Loan Modification Qualifications

So, what exactly are the qualifications for a homeowner in dire straights to stop foreclosure of their beloved home? The application by itself already seems very complex. However, this fear should immediately be dispelled because it only serves to deter one’s drive to fight foreclosure. Remember that as was explained above, foreclosures do not benefit anyone. They do not even benefit the banks. This and the addition of the government stimulus are great reasons for them to want to help you out in your mortgage situation. The process is doable. All that is most necessary is to actually qualify.

Also, your credit and your monthly income numbers are not the most important factors in either getting your payment rate adjusted. What is specifically looked at is if your mortgage eats more than 31 percent of your monthly income.

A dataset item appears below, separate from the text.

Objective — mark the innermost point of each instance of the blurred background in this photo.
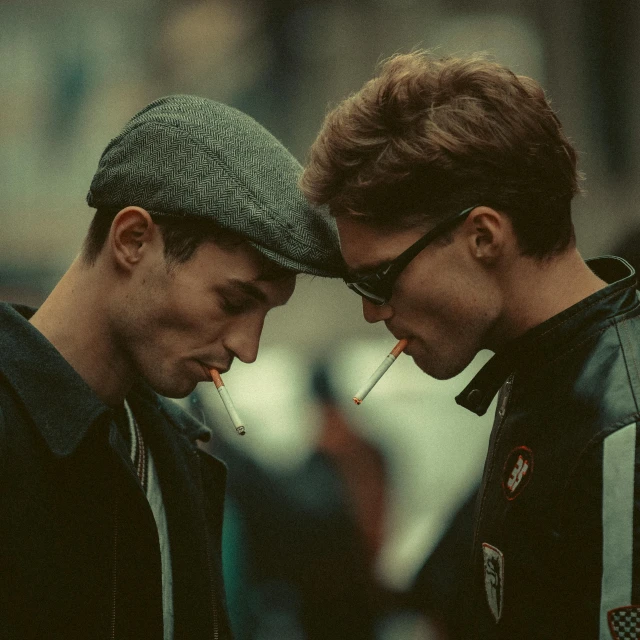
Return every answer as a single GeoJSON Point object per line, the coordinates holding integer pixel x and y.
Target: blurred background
{"type": "Point", "coordinates": [342, 521]}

Foreclosure is also bad for the banks since they do not get back the value of the mortgage balance since the repossessed house’s value will likely drop considering that real estate prices are down. Also, fore every foreclosure sign, property around the area also goes down. This is the reason why the Obama bailout program funded banks and lenders with cash stimulus to increase the success of stopping more foreclosure by modifying loans successfully.

First of all, those who want their interest rate modified should be living in the house that is in question. It should be one’s primary, not secondary residence. If it is, for example, a house for rent or a vacation house, then it is not qualified for rate modification. Banks of course should not entertain modification if the owners have more than one property because they can just live on the other house or make money from it by renting it out.